Stillness

I’ve always wondered what it would be like to embody stillness. To be still. To sit still. To not be constantly moving.

I’m not just talking about physically moving, although it seems to me that I prefer to be in motion. I am talking about my mind, the constant chatter that occupies my brain. You know, the worry, the lists, the negatives, the endless self-talk that rarely stops. The thoughts that both keep you up at night and keep you frozen and unable to move forward in your life.

I never thought it was truly possible to quiet my mind. The closest I have come to stillness – during 39 years of living – always happens while I am practicing yoga. I’ve talked about this before, the idea that the road to yoga bliss is actually hard. But I usually arrive at some semblance of calm. My body moves through poses, and somewhere along the way my brain turns off for just a bit and calmness, an evenness, enters into my being.

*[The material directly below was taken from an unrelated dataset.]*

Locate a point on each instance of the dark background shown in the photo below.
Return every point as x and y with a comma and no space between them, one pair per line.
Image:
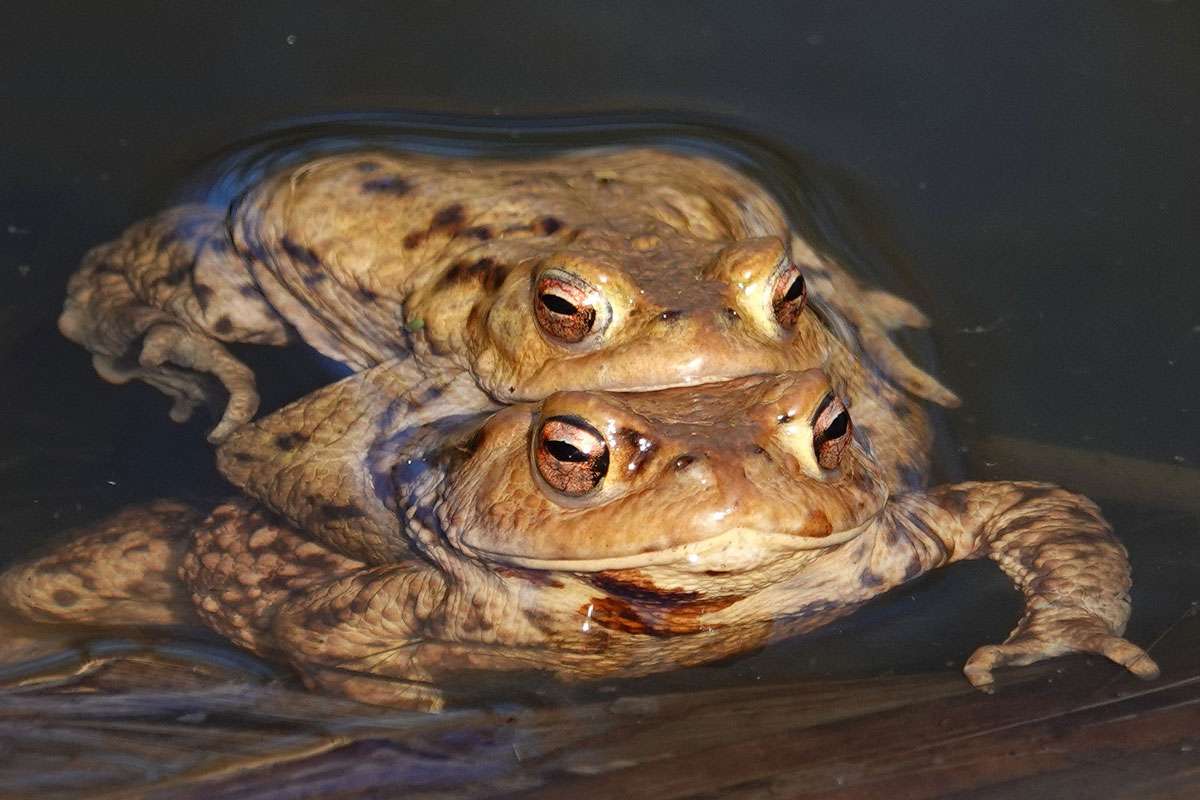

This all sounds pretty mystical, but I crave my post-yoga calmness. Sometimes I am  even joyful. At any rate, eating nachos after yoga equals happiness, and it is not just the cheese that is leading me to good vibes.

This past week, I’ve added in a few daily exercises to my life. I’d like to say this was my idea, but instead it is connected to a work project. Still, I can’t help but share here. Because I actually am learning about stillness, what it is like to not have my brain constantly working.

I’ve been practicing yoga everyday, not for some glorious, difficult long hour, but for maybe 15 minutes. I’m not in post-yoga class bliss afterwards, but I feel stronger, and look forward to that feeling every day. I feel more stretched out, like a tree with the roots going down and the green leaves reaching up.

Secondly, I have been saying a mantra. I never knew how I would enter in to the world of meditation, or if I even could. But here I am, slipping in through the back door. I say this line during all those down times during the day, when I am not actively engaged in conversation or work or reading. It is amazing how my other thoughts, those annoying negative ones, slip and slide around the mantra, getting in there, trying to displace the mantra. But it’s there, charging my brain and body with positive energy.

All this might seem elusive and hokey. But I finally realized, just this week, maybe on Friday or Saturday, what stillness means for me. I recalled a favorite quote, one I loved in my 20s: “To be still and still moving, that is everything.” ( I can’t remember who said this, but it was on a colorful greeting card I kept around for quite a while.) If I am still inside, I can move through my life in a new way, a more positive way. I can actually move forward at a faster rate while I hold onto that ballast of stillness inside of me.

I have to say it again: “To be still and still moving, that is everything.”